When speaking English, native Philadelphians have a very distinct accent, one that has been studied by University of Pennsylvania linguists for decades. But how does a Philly accent present itself in American Sign Language?

"Philadelphia ASL historically, and I think anecdotally, has always been seen as a little different," University of Pennsylvania linguistics lecturer Jami Fisher says. “We're not really sure why."

Fisher, who grew up in Philadelphia with Deaf parents and a Deaf brother, is working with Gallaudet University, a university for the Deaf, to study how exactly sign language might vary by region. Along with her research partner and assistant linguistics professor Meredith Tamminga, Fisher is interviewing 12 subjects from Philadelphia’s Deaf community and annotating the videos to analyze how exactly their signs might vary from someone who grew up signing in, say, California. They eventually want to create an online database that would serve as a kind of Philadelphia ASL dictionary.


How Penn linguists are annotating their interviews with Philadelphia signers. Image Credit: University of Pennsylvania


Up until the 1980s, many Deaf children went to special boarding schools, meaning they spent most of their time with their Deaf peers. Because these students didn’t have the opportunity to sign with many people outside their region, they developed their own variations of the language. But after the Individuals with Disabilities Education Act was put into place, more Deaf students began attending mainstream schools. In schools where there were few other Deaf children, they weren’t exposed to as many signers. Their school interpreters might have had interpreters from another region, so they wouldn't see Philadelphia-specific signs on a regular basis.

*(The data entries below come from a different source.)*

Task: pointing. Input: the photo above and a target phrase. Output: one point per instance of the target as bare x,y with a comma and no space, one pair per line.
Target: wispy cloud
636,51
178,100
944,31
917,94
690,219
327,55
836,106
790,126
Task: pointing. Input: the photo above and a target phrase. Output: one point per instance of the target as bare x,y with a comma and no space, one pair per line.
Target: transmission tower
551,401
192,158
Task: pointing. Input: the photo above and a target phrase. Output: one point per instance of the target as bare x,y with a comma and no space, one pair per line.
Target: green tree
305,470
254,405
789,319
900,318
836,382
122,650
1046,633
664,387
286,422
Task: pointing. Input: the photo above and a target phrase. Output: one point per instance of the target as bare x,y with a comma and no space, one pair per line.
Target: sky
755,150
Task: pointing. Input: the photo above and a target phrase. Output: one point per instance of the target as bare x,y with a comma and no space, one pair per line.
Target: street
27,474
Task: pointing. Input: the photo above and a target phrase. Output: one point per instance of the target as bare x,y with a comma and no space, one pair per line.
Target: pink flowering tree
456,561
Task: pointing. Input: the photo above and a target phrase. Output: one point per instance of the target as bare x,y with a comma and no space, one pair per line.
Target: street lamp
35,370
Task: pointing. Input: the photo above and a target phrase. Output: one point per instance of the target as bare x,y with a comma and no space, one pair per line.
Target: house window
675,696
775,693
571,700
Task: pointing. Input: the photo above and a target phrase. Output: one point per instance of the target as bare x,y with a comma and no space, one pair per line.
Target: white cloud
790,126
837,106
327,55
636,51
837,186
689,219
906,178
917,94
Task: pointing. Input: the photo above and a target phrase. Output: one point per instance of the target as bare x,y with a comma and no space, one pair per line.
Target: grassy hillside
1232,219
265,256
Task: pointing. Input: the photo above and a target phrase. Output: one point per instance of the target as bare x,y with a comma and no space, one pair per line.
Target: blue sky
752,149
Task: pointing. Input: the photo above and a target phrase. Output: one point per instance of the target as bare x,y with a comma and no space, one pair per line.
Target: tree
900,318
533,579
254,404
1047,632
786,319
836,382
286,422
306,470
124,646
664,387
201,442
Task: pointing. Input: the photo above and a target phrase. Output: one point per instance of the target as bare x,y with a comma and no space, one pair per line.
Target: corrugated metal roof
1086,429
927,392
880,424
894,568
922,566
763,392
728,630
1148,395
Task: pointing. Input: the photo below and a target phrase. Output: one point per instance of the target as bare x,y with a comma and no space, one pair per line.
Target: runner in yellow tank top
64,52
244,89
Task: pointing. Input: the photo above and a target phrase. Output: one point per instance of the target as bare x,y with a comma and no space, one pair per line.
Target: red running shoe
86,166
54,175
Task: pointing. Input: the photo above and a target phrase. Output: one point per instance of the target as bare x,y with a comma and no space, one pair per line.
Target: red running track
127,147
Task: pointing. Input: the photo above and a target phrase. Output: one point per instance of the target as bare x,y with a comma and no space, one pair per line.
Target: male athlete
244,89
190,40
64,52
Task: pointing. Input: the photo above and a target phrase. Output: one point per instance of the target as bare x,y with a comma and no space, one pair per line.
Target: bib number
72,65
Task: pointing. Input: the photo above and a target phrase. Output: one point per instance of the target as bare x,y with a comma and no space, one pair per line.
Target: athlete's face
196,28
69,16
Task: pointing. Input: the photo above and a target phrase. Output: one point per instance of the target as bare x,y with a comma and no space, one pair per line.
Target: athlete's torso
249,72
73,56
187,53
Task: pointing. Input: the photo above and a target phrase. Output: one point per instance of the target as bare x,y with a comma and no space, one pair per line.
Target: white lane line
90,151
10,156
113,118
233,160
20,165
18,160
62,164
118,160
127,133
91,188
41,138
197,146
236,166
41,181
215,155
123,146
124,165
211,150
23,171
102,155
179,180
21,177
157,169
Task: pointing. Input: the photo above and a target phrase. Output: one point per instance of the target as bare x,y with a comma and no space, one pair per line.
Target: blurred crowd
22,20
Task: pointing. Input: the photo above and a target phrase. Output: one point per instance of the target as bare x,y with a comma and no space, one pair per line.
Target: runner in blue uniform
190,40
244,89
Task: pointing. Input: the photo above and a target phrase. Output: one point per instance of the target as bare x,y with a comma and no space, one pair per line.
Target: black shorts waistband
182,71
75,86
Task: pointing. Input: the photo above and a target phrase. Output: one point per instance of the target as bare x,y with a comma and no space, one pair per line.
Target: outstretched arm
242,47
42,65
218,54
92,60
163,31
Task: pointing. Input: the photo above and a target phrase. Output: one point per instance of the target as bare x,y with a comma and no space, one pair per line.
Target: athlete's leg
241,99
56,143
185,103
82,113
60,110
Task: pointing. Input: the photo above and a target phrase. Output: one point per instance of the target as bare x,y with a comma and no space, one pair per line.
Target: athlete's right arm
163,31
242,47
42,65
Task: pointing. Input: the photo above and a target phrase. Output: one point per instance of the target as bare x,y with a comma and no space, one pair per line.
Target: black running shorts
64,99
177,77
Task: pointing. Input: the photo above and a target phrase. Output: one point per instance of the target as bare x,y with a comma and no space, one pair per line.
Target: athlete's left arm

Philadelphia is not the only place that has its own distinct way of communicating in ASL. New York signers have different signs and slang, and a different cadence—New Yorkers sign much faster than people from Ohio. Different regions use different signs for words such as picnic and Halloween, much like how some American English speakers use the word “pop” but others use the word “soda.” And since ASL doesn’t always have the exact signs to convey some spoken words (especially in science), communities sometimes come up with different signs to communicate those ideas. 

An online resource of regional ASL accents would be a way to preserve the cultural heritage of Deaf communities in different places.